Le secrétaire général n’a ni pouvoir ni argent. Mais il a une voix, pour défendre un ensemble de principes, et des objectifs qu’il a la responsabilité de faire avancer. Je ne suis pas sûr qu’il faille donner plus de pouvoirs au secrétaire général. Ce dont nous avons besoin, c’est d’un plus grand engagement de la part de nos Etats membres à l’égard des principes de la Charte des Nations unies, de la pratique du multilatéralisme, du respect de l’Etat de droit. Lorsque des violations du droit international sont commises en toute impunité, nous dévoyons la mission fondamentale de l’ONU, qui s’en trouve affaiblie.

Qu’attendez-vous du Sommet pour l’avenir, que vous organisez en septembre à New York ?

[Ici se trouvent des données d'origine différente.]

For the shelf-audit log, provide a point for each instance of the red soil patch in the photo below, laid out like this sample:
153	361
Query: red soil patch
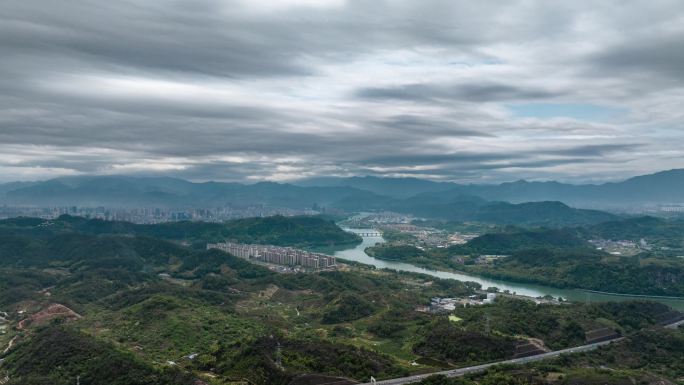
51	312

L’idée du Sommet de l’avenir est de rendre le multilatéralisme plus fort, plus efficace. Et les Nations unies mieux adaptées à la réalité du monde. Il nous faut relever des défis nouveaux, comme la rapidité des transformations liées aux nouvelles technologies, et en particulier à l’intelligence artificielle. Nous sommes en train d’examiner le rôle que pourraient jouer les Nations unies dans ce domaine, par le biais d’un conseil consultatif de haut niveau.

En matière de maintien de la paix et de sécurité, notre boîte à outils n’est pas assez efficace. Nous devons par ailleurs prendre en compte de nouveaux risques, comme les attaques cyber, l’application de l’intelligence artificielle à la guerre (des armes autonomes létales), ou des confits dans l’espace.

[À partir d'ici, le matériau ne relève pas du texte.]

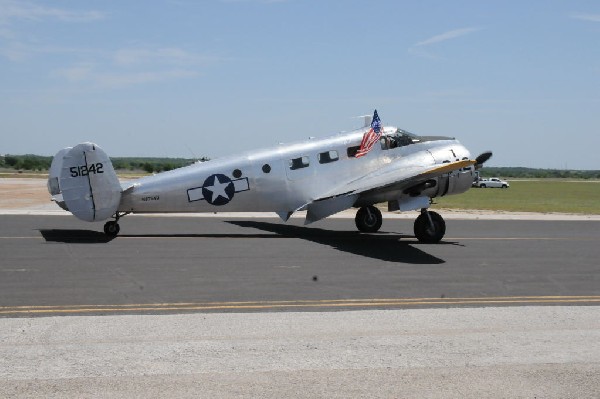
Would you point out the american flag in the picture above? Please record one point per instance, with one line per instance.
(371, 137)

Notre pacte pour l’avenir comportera cinq chapitres : le développement durable ; la paix et la sécurité internationale ; la science, la technologie et l’innovation (pour éviter un accroissement de la fracture numérique) ; la jeunesse (comment mieux les associer aux décisions) ; et les questions de gouvernance des Nations unies.

Pour rester crédibles, les Nations unies doivent obtenir des résultats sur leurs trois missions traditionnelles : les droits de l’homme, le développement et la sécurité. Nous devons notamment mettre en œuvre l’agenda 2030 pour le développement durable. Et malheureusement, nous sommes très mal partis : à mi-parcours de cet agenda, seuls 15 % des objectifs étaient en bonne voie d’être atteints. Il est encore temps de corriger le tir.